During the Srebrenica massacre, which began on July 11, 1995, more than 7,000 Muslim men and boys were killed by troops and paramilitaries under Mladic’s command as they tried to flee a United Nations “safe area”. Another 10,000 died during the shelling of Sarajevo by Bosnian Serb forces from 1992-95.
Sources in Serbia said the portly general realised in December that his days of freedom were numbered, when he was warned by his security advisers that international pressure for his arrest was becoming irresistible. The Serbian government has been denied aid worth tens of millions of pounds because Mladic and Karadzic remain at large.
Members of the FSB, the Russian security service — including one officer who was close to Mladic during the Bosnian war — have also been involved in the delicate negotiations, the sources said.
During his years on the run Mladic has been spotted occasionally near his former military bases in eastern Bosnia. On several occasions he has been seen at restaurants and sports events in Belgrade.
Reports in recent weeks have put him in Bosnia, a variety of provincial Serbian cities, Macedonia and even Russia. But a reliable source has said that he was in his house in a quiet cul-de-sac in Kosutnjak, a suburb of Belgrade.
The oligarchs, several of whom have property and business interests in London, were behind the recent handovers of other war crimes suspects to the Hague including General Nebojsa Pavkovic, who commanded Yugoslav troops in Kosovo.
Money is also believed to have been paid in such cases, though substantially less than the $5m promised to Mladic. The general, an avowed communist who was notorious for his anti-western rants, is said to have seen that figure as symbolic because the same amount has been offered by Washington for information leading to his arrest.

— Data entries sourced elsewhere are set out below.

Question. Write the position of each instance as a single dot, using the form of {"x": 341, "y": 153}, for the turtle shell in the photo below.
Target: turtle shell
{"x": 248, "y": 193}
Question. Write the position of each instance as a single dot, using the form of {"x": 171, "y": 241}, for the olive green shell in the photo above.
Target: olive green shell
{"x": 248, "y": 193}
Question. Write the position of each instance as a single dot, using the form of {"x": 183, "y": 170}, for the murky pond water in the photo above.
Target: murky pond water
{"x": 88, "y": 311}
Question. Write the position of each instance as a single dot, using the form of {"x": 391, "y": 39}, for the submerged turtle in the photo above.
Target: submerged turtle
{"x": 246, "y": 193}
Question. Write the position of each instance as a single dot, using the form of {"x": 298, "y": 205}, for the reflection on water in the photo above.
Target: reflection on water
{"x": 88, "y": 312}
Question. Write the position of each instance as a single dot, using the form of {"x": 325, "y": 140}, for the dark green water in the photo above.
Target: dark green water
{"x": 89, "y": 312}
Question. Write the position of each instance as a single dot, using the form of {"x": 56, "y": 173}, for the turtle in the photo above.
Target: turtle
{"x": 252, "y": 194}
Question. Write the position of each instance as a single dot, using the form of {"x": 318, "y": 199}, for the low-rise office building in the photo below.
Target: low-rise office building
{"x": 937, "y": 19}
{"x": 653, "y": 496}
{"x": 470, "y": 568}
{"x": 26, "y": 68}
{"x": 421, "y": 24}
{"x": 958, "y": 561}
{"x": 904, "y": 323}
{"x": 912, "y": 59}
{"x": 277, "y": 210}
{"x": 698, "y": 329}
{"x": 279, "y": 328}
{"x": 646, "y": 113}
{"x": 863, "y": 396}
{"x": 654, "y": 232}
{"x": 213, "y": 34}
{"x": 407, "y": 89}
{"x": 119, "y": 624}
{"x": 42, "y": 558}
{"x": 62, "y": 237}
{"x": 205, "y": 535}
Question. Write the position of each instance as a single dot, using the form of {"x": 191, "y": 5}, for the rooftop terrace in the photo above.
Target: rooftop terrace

Vladan Batic, a former justice minister, criticised the negotiations over money and called for an investigation into the oligarchs’ growing influence.
“There are people ready to finance the extradition of war criminals in order to legalise their dirty money,” he said. “That way, everyone is happy: indictees, businessmen — and the government.”
However, Carla Del Ponte, the tribunal’s chief prosecutor, told the UN last week that “great changes have been noticed in the stance of the Serbian government”. She said she had become “certain” that the Serbs were ready to extradite Mladic.
Foreign diplomats have also signalled their approval, easing pressure on the government of Vojislav Kostunica, the Serb prime minister. America has already released £5.5m in aid money to Serbia that had previously been frozen because of the impasse over Mladic.
Serbian public opinion about Mladic remains deeply divided and many Serbs still see him as a hero. The climate has been changed in part by the recent broadcast on several television channels of a video showing members of the Scorpions, a Serb paramilitary unit, shooting Muslim prisoners in the back.
The country’s parliament failed last week to pass a bill condemning the Srebrenica massacre as a crime of genocide because of objections from right-wing radicals. Their leader, Nikoslav Tomic, urged Mladic to commit suicide rather than give himself up.
If Mladic does come to trial his testimony should help to answer many of the mysteries that still surround Srebrenica, chiefly why UN forces failed to intervene.
Serbian security sources who were watching the Mladic deal take shape last week claimed that in the lead-up to the massacre, the general’s behaviour had become increasingly erratic — putting him beyond the control of either Karadzic or Milosevic in Belgrade.
But Mladic’s evidence could influence Milosevic’s trial. One source said: “He’ll sing like a canary, just you see.”